Burger has written another story, less celebrated, but also extremely original, entitled “The Wild Huntsman.” Followed by his servants and a large pack of hounds, he sets out for the chase on a Sunday, just as the village bell announces divine service.
A knight in white armour presents himself, and conjures him not to profane the Lord’s day. Another knight, arrayed in black armour, makes him ashamed of subjecting himself to prejudices which are suitable only to old men and children.
The huntsman yields to these evil suggestions. He sets off and reaches the field of a poor widow. She throws herself at his feet, imploring him not to destroy her harvest by trampling down her corn with his attendants.
The knight in white armour entreats the huntsman to listen to the voice of pity. The black knight laughs at a sentiment so puerile; the huntsman mistakes ferocity for energy, and his horses trample on the hope of the poor and the orphan.
At length the stag, pursued, seeks refuge in the hut of an old hermit. The huntsman wishes to set it on fire in order to drive out his prey. The hermit embraces his knees, and endeavors to soften the ferocious being who thus threatens his humble abode. For the last time, the good genius, under the form of the white knight, again speaks to him. The evil genius, under that of the black knight, triumphs. The huntsman kills the hermit, and is at once changed into a phantom, pursued by his own dogs, who seek to devour him.
This story is derived from a popular superstition. It is said, that at midnight in certain seasons of the year, a huntsman is seen in the clouds, just over the forest where this event is supposed to have passed, and that he is pursued by a furious pack of hounds till day-break.
What is truly fine in this poem of Bürger’s is his description of the ardent will of the huntsman: It is at first innocent, as are all the faculties of the soul; but it becomes more and more depraved, as often as he resists the voice of conscience and yields to his passions. His headstrong purpose was at first only the intoxication of power. It soon becomes that of guilt, and the earth can no longer sustain him. The good and evil inclinations of men are well characterized by the white and black knights; the words, always the same, which are pronounced by the white knight to stop the career of the huntsman, are also very ingeniously combined.

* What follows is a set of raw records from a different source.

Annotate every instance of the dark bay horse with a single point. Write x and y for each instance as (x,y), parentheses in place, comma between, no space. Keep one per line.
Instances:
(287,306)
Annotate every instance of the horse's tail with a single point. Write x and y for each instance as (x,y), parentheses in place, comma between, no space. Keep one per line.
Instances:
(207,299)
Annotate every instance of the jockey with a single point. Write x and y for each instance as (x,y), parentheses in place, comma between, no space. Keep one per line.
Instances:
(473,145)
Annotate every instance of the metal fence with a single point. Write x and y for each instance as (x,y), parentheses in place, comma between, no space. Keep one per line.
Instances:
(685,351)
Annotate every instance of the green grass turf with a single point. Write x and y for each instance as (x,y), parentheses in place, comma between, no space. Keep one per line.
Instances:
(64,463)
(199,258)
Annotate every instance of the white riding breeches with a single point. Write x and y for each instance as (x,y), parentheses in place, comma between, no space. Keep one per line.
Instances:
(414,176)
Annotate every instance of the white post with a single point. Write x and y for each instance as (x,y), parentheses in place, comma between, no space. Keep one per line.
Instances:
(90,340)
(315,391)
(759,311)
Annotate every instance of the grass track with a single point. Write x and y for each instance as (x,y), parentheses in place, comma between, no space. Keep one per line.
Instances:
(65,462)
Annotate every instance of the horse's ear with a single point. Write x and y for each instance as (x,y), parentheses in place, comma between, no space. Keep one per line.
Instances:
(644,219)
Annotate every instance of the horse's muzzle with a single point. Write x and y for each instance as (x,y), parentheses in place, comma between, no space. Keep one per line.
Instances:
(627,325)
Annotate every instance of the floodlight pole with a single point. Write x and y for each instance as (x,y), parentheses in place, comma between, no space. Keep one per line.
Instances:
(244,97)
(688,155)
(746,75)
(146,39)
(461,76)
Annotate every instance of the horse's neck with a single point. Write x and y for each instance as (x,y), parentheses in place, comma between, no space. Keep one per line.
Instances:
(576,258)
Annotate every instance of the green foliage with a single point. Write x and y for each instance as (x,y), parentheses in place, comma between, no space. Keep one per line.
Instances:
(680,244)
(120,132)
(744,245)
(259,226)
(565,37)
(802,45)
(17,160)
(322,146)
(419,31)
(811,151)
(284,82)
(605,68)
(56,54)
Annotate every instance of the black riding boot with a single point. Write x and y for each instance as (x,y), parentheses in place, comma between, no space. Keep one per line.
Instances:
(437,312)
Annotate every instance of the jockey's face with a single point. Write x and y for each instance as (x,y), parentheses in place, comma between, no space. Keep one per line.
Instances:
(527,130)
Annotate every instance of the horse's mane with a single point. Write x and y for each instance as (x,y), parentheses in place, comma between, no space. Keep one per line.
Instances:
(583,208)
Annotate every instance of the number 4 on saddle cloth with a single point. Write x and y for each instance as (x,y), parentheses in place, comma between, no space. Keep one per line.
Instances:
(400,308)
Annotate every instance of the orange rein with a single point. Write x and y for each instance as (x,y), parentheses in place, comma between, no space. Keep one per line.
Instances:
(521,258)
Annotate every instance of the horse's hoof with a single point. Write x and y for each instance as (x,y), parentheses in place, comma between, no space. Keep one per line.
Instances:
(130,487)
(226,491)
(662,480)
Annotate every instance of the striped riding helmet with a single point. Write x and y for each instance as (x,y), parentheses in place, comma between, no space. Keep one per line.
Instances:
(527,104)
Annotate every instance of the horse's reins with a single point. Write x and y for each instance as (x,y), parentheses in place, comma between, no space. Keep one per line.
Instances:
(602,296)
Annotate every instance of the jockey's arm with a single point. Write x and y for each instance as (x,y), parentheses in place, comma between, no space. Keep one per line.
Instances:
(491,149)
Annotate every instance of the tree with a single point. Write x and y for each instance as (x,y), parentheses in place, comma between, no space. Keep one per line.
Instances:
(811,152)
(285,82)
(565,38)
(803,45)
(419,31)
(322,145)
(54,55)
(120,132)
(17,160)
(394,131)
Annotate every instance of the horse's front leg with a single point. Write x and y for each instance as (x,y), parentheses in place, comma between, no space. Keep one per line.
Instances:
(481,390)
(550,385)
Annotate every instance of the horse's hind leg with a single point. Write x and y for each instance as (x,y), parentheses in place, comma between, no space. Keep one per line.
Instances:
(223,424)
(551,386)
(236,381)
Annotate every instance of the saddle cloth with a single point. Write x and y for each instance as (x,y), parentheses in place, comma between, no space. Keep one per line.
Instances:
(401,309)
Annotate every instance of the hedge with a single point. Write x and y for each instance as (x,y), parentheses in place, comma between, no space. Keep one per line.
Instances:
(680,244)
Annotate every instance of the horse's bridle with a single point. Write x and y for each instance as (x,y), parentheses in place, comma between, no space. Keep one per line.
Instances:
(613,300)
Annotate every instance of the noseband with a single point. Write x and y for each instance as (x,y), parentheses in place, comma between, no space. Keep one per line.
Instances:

The ancients, and the poets of the middle ages, were well acquainted with the kind of terror caused in certain circumstances by the repetition of the same words; it seems to awaken the sentiment of inflexible necessity. Apparitions, oracles, all supernatural powers, must be monotonous: what is immutable is uniform; and in certain fictions it is a great art to imitate by words that solemn fixedness which imagination assigns to the empire of darkness and of death.
We also remark in Bürger a certain familiarity of expression, which does not lessen the dignity of the poetry, but, on the contrary, singularly increases its effect. When we succeed in exciting both terror and admiration without weakening either, each of those sentiments is necessarily strengthened by the union: it is mixing, in the art of painting, what we see continually with that which we never see; and from what we know, we are led to believe that which astonishes us.